There have been seven new drug products brought to market already in 2014 in Canada (excluding influenza vaccine formulations), five of which are specialty drugs. Last year, 63% of new products approved by Health Canada were specialty products, according to the Cubic Health Canadian Drug Database.
The buzz in the world of drug plan benefits in 2014 has been around claims for, and the cost of, new treatments for hepatitis C. The new products on the market in this space are wonder drugs:
- Galexos (simeprevir) — The 150 mg capsules represent a new once-daily oral protease inhibitor on the market that is used with peginterferon and oral ribavirin. Galexos has a daily cost of approximately $480. It is not an option for patients with sulfa allergies.
- Sovaldi (sofosbuvir) — The 400 mg tablets represent a once-daily medication in a new class called polymerase inhibitors and represent the first all-oral regimen for certain types of hepatitis C. It has a daily cost of approximately $720. Most patients will require 12 to 24 weeks of Sovaldi treatment, compared with 24 to 48 weeks for Galexos, so the overall costs are reasonably similar, and, clearly, they are both incredibly expensive.
That being said, these are game-changing drugs for many hepatitis C patients, and that term is not used lightly when discussing this disease. In the past few days, I have fielded six calls on the medication from plan sponsors and advisors seeing it hit their plans for the first time.
These trends, and the buzz around hepatitis C, all support the notion that, while lower generic prices and patent expirations were a nice bonus for Canadian plan sponsors over the past three years, things are about to get significantly more complicated.
One tool that is surprisingly underused by Canadian plans is using claims data to predictively model the impact of future specialty drug claims based on the plan’s existing disease state and demographic profile, and current therapeutic mix. This is an important consideration for the following reasons:
- How does a plan know what its contingent liabilities are moving forward without understanding (and quantifying) the risk for increasing in utilization and spending within its future specialty experience given that less than 1% of all claims can cost a plan more than 20% of its total drug spend?

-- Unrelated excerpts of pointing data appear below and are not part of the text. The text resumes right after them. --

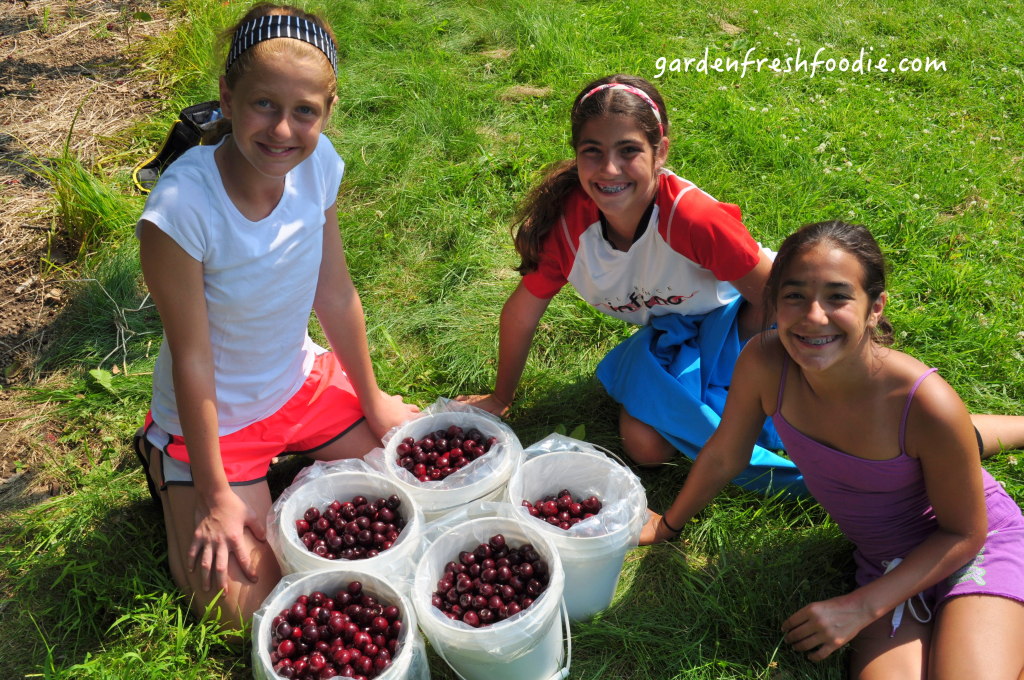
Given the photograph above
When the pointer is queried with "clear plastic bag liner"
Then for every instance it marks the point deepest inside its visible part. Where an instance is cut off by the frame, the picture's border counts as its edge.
(410, 664)
(316, 486)
(560, 462)
(474, 480)
(509, 639)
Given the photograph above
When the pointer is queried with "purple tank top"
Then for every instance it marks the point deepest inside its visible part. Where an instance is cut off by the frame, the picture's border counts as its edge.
(881, 506)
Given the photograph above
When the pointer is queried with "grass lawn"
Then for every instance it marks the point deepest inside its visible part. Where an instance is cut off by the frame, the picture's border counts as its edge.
(446, 113)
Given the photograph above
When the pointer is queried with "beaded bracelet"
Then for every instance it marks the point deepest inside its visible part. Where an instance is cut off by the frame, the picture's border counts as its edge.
(671, 527)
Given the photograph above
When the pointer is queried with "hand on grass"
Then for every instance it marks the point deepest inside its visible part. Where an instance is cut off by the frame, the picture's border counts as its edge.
(487, 402)
(388, 412)
(655, 530)
(220, 534)
(821, 628)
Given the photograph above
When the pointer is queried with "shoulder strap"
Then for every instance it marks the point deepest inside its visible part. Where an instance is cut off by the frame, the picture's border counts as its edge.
(906, 408)
(781, 382)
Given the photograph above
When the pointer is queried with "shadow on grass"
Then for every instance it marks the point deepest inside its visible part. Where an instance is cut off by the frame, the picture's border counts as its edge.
(87, 592)
(680, 614)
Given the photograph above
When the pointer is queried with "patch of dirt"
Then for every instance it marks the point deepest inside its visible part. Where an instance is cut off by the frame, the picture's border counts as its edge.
(68, 78)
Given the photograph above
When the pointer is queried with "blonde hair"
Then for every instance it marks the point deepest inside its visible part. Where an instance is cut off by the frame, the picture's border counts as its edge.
(269, 49)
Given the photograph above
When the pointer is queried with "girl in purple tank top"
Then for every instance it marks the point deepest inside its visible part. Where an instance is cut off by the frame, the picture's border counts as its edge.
(888, 449)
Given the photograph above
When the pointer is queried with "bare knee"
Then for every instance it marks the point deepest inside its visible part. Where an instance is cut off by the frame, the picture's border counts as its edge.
(642, 442)
(355, 443)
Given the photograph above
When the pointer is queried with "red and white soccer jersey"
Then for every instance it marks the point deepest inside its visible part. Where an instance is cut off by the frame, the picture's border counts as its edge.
(681, 264)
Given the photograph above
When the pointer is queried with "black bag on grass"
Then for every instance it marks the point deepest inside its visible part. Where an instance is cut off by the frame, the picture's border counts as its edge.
(184, 133)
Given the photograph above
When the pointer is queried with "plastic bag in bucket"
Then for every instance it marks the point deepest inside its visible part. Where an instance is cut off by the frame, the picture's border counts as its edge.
(322, 483)
(410, 661)
(524, 646)
(593, 551)
(483, 478)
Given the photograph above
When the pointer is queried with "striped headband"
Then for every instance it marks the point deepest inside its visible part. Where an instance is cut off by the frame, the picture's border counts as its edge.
(632, 90)
(281, 26)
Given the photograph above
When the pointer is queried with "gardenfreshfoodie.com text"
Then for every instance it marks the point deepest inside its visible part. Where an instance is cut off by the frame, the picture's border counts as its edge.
(864, 62)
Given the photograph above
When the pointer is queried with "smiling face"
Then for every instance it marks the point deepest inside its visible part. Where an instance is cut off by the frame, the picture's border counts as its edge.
(824, 315)
(278, 111)
(619, 168)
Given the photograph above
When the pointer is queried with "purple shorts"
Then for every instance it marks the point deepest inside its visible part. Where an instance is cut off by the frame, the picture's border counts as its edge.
(997, 569)
(998, 566)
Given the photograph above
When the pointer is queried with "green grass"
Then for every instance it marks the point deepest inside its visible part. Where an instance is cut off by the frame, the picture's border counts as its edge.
(437, 158)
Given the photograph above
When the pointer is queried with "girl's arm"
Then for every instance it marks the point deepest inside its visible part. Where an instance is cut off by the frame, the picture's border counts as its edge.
(175, 282)
(939, 433)
(728, 451)
(520, 315)
(752, 287)
(340, 312)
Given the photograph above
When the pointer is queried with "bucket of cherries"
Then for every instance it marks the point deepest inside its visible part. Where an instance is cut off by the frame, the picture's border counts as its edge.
(333, 518)
(452, 455)
(337, 624)
(590, 506)
(488, 595)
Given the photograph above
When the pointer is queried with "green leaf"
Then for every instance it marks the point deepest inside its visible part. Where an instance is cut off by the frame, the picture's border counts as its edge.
(103, 379)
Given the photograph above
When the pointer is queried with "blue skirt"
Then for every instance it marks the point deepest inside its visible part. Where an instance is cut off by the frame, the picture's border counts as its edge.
(674, 374)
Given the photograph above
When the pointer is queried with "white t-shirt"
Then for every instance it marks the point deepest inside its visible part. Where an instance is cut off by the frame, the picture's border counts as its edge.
(691, 248)
(259, 280)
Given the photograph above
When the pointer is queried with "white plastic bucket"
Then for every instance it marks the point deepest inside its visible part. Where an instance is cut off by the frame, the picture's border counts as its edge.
(525, 646)
(484, 478)
(592, 552)
(396, 563)
(409, 664)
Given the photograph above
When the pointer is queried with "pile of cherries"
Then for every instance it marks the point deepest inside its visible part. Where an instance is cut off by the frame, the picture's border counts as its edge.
(491, 583)
(563, 510)
(443, 452)
(355, 529)
(350, 635)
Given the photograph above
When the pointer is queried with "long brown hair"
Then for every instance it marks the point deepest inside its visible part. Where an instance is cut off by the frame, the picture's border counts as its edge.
(267, 49)
(853, 239)
(544, 204)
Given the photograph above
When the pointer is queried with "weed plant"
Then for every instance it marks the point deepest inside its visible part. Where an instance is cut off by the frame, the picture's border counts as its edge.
(446, 114)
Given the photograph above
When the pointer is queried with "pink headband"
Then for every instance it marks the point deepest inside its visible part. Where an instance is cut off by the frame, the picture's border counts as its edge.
(632, 90)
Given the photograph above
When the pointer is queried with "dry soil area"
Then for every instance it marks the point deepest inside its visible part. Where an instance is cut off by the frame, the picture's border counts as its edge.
(64, 65)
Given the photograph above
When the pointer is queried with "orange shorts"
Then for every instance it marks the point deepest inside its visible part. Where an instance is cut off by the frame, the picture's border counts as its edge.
(324, 410)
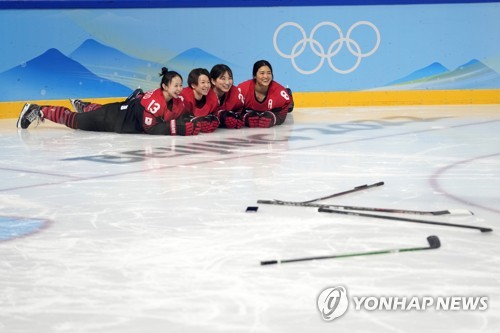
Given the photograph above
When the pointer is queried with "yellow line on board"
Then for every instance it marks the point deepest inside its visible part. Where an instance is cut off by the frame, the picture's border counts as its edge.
(331, 99)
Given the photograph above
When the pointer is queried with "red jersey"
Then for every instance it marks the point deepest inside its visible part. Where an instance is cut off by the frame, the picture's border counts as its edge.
(193, 107)
(232, 101)
(277, 99)
(157, 111)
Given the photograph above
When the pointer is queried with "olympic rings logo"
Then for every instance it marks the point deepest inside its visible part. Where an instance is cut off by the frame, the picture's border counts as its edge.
(335, 47)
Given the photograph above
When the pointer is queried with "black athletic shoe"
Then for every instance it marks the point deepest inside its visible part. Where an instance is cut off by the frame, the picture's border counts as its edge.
(78, 105)
(29, 114)
(289, 91)
(136, 93)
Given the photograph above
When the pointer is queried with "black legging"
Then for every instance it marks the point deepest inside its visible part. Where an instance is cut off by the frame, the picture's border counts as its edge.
(109, 118)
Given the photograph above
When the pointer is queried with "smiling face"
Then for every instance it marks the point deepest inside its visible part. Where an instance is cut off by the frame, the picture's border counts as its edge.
(202, 87)
(173, 89)
(223, 83)
(264, 76)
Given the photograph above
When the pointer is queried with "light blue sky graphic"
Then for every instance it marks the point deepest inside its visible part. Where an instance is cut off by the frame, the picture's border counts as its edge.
(412, 37)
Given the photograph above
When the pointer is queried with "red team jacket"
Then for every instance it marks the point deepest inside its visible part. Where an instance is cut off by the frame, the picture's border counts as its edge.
(233, 101)
(209, 107)
(156, 112)
(277, 100)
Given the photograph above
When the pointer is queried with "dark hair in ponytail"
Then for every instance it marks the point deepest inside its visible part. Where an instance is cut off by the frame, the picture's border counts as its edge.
(167, 76)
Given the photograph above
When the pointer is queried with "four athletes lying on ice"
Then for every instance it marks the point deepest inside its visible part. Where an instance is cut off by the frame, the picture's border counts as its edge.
(209, 101)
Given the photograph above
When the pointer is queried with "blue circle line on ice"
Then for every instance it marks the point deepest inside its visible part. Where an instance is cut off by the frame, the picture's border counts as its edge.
(13, 227)
(333, 49)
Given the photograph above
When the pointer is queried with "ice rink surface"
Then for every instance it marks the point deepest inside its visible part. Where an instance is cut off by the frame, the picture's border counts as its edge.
(104, 232)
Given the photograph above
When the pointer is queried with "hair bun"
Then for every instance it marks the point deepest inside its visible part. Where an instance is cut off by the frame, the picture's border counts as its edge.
(164, 71)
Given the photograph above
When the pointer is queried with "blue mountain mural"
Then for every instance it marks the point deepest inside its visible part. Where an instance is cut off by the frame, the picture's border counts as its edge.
(52, 75)
(114, 65)
(429, 71)
(471, 75)
(196, 58)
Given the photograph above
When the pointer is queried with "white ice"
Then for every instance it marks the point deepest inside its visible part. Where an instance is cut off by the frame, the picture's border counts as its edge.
(151, 234)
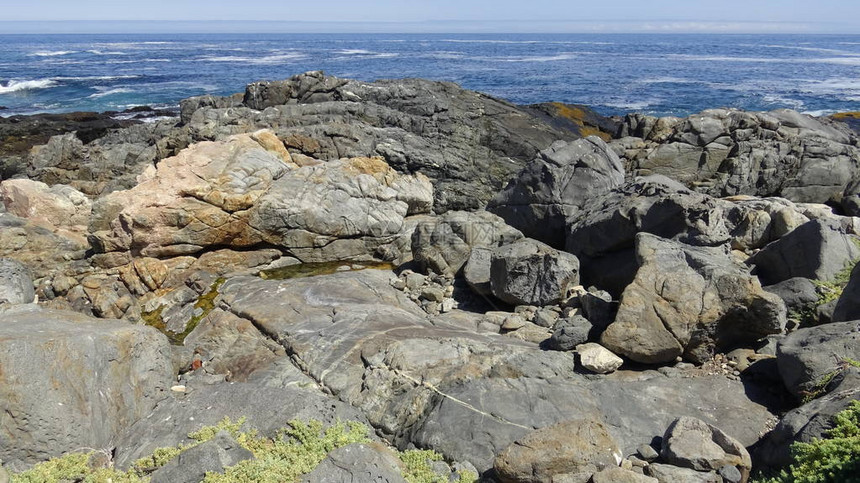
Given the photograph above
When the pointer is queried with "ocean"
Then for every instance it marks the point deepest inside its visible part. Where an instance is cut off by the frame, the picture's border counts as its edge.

- How does management determine what level of stop-loss coverage the plan will require so it can determine what premium makes the most sense?
- The insurance industry fundamental of the past dictating the future means much less in the drug plan benefit than it does in other benefit lines. Looking at historical claims data without a predictive lens (i.e., simply looking at retrospective claims and assuming a basic pattern will continue) doesn’t work looking at this area.
- If a plan sponsor is looking to strategically plan what its drug benefit needs to look like moving forward and what changes need to be considered to keep the financial performance acceptable without cost shifting to members, how can it design a plan without knowing what impacts are likely to be seen on the specialty side?
This is where general industry benchmarks have very little meaning for an individual plan sponsor. Sure, it’s nice to know if your plan has been phenomenally lucky to have a low incidence of catastrophic disease states, or profoundly unlucky to wind up with a substantial specialty experience driven by a high proportion of recurring claims, but what does that tell a plan about the future so it can proactively manage the experience?
A given plan’s risk for additional specialty claims needs to consider the following:
- current demographic and disease state profile of the claimants within the experience (how can you benchmark specialty drug use today or in the future if you aren’t considering the demographics and existing disease state profile of the plan in question and accounting for these factors accordingly?);
- current plan design elements and location of the plan;
- current mix of acute versus chronic specialty claims;
- current saturation rates of disease within the population; and
- current treatment distribution of treatment regimens among claimants within a given disease (e.g., those treated with specialty versus those treated with traditional therapies only).
There’s isn’t a tremendous amount of value in noting that specialty drugs are expensive, or that they will continue to strain a plan’s resources—the market is well aware of that. In fact, we seem to be reminded of that on a daily basis. What is valuable for a plan is understanding what its own situation will look like moving forward, based on its own unique experience, so it can plan accordingly and look at responsible ways to provide necessary health benefits to plan members in a sustainable manner.
An understanding of future liabilities on the cost side by examining transactional-level drug claims data will also allow plans the ability to integrate absence and disability data to measure concrete return on investment from these innovative therapies.